By learning multiple curries plus rice types plus sambols, you leave with a “meal map.” Next time you cook, you’re not guessing whether your sambol belongs with the curry you chose, or which rice style best matches the dish. You’ll also have multiple options when you shop: if you can’t find the exact vegetable used in class, you can still build a similar meal structure from what you learned.
And Chef Mohara Dole’s teaching style is a major reason people seem to leave happy. In one review, Mohara was praised for her enthusiasm and for welcoming people into her home and cooking studio. That energy matters in a class like this, because it turns a cooking task into a story you can repeat.
Price and value: is $60 fair for 3 hours of Sri Lankan home cooking?

For $60, you get about three hours of guided cooking, dinner, ingredients, bottled water, and soda/pop. That package makes the price feel less like a “pay for food” deal and more like a guided meal-learning experience.
Here’s the value logic that tends to matter:
- If you tried to replicate the meal on your own from scratch, you’d still pay for ingredients, and you wouldn’t have the teaching or recipe notes.
- You’re paying for someone to help you produce multiple dishes and then eat them, which you can’t do from a cookbook alone.
- Private, hands-on instruction is usually where the cost lands in cooking classes—so the inclusion of ingredients and dinner makes this one more balanced.
If you want a class where you leave with a realistic set of recipes you can use right away, this is strong value for Colombo.
Should you book Cooking By Colour with Mohara Dole?
Book it if you want Sri Lankan cooking you can repeat. The biggest reasons are the hands-on stove time, the variety (curries, rice styles like basmati/red raw rice/samba, and sambols), and the fact that you leave with recipes.

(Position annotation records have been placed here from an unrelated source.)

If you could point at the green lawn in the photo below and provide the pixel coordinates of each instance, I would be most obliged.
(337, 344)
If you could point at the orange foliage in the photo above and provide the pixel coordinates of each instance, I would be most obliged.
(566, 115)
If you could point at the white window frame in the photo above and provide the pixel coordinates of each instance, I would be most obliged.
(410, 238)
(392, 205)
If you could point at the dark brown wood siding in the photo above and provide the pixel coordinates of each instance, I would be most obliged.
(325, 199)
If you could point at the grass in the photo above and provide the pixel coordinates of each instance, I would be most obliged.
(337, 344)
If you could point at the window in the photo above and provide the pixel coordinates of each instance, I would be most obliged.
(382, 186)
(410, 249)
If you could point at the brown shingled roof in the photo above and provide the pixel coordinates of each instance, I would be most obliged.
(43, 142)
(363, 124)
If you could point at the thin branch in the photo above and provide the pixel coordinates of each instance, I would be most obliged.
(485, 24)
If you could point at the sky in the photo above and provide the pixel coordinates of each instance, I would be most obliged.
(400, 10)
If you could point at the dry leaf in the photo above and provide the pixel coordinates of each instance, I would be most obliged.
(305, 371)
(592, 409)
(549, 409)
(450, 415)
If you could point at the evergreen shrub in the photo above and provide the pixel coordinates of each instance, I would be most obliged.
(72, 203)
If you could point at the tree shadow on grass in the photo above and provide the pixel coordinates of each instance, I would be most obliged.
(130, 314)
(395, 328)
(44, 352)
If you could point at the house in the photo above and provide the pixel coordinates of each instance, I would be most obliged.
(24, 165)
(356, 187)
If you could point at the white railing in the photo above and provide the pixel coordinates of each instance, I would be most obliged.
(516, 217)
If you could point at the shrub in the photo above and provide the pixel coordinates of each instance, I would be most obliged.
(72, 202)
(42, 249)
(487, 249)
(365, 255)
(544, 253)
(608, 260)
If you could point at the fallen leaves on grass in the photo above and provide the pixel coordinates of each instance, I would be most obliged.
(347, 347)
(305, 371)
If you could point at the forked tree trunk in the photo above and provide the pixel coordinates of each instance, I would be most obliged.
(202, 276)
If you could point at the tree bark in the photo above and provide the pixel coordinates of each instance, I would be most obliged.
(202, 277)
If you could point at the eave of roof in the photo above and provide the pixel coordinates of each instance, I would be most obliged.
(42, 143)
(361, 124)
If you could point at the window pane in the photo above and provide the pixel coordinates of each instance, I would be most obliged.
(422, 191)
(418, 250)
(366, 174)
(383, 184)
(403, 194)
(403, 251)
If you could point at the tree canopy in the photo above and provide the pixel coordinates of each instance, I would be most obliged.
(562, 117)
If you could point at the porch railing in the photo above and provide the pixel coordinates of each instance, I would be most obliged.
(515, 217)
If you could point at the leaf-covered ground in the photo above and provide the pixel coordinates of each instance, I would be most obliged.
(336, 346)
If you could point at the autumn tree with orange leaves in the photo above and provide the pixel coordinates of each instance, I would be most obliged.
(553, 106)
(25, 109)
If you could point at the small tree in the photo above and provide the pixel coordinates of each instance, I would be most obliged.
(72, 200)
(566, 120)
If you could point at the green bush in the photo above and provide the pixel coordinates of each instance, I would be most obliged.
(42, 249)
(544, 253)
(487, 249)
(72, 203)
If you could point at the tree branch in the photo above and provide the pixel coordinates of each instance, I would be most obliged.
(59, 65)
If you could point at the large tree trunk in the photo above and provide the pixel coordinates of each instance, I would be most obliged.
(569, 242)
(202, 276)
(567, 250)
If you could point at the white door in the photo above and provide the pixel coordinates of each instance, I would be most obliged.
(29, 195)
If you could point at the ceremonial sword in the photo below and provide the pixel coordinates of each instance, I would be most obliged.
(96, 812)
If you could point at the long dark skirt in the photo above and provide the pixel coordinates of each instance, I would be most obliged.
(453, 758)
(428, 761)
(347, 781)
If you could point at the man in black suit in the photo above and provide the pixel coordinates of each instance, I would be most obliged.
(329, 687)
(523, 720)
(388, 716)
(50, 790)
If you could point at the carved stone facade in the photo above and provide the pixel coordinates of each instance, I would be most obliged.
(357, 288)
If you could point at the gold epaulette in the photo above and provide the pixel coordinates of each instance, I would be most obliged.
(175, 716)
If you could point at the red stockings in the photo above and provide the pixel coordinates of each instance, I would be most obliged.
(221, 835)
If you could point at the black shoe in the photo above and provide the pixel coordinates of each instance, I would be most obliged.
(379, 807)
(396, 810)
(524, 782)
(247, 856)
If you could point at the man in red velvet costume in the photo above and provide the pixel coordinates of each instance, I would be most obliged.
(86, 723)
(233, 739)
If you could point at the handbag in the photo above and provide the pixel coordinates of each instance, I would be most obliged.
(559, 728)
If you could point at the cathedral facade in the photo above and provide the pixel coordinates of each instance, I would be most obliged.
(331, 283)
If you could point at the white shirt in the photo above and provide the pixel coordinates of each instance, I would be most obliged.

I’d skip it only if you’re looking for alcohol included or you prefer a purely observational experience. This is active. You’ll cook, you’ll eat, and you’ll take notes home in the form of recipes.
If you like food that has a system—base, curry, crunch, and brightness—this class gives you that structure in one afternoon.
FAQ
How long is the cooking experience?
The experience runs for about 3 hours.
How much does the tour cost?
The price is $60.
Where do I meet for the class in Colombo?
The meeting point is 49 Park Ln, Sri Jayawardenepura Kotte, Sri Lanka.
What will I learn to cook during the session?
You’ll learn traditional Sri Lankan foods including curries, rices, and sambols. Curries mentioned include options like loofah, eggplant, lotus root, chicken, seafood, and beetroot, and rice types mentioned include basmati, red raw rice, and samba.
What’s included with the ticket?
Dinner is included, along with all ingredients for lunch/dinner, bottled water, and soda/pop.
Is alcohol included?
No, alcoholic beverages are not included.
Is this tour private?
Yes. It’s listed as a private tour/activity, so only your group participates.
Can I cancel and get a full refund?
Yes. Free cancellation is available up to 24 hours in advance for a full refund.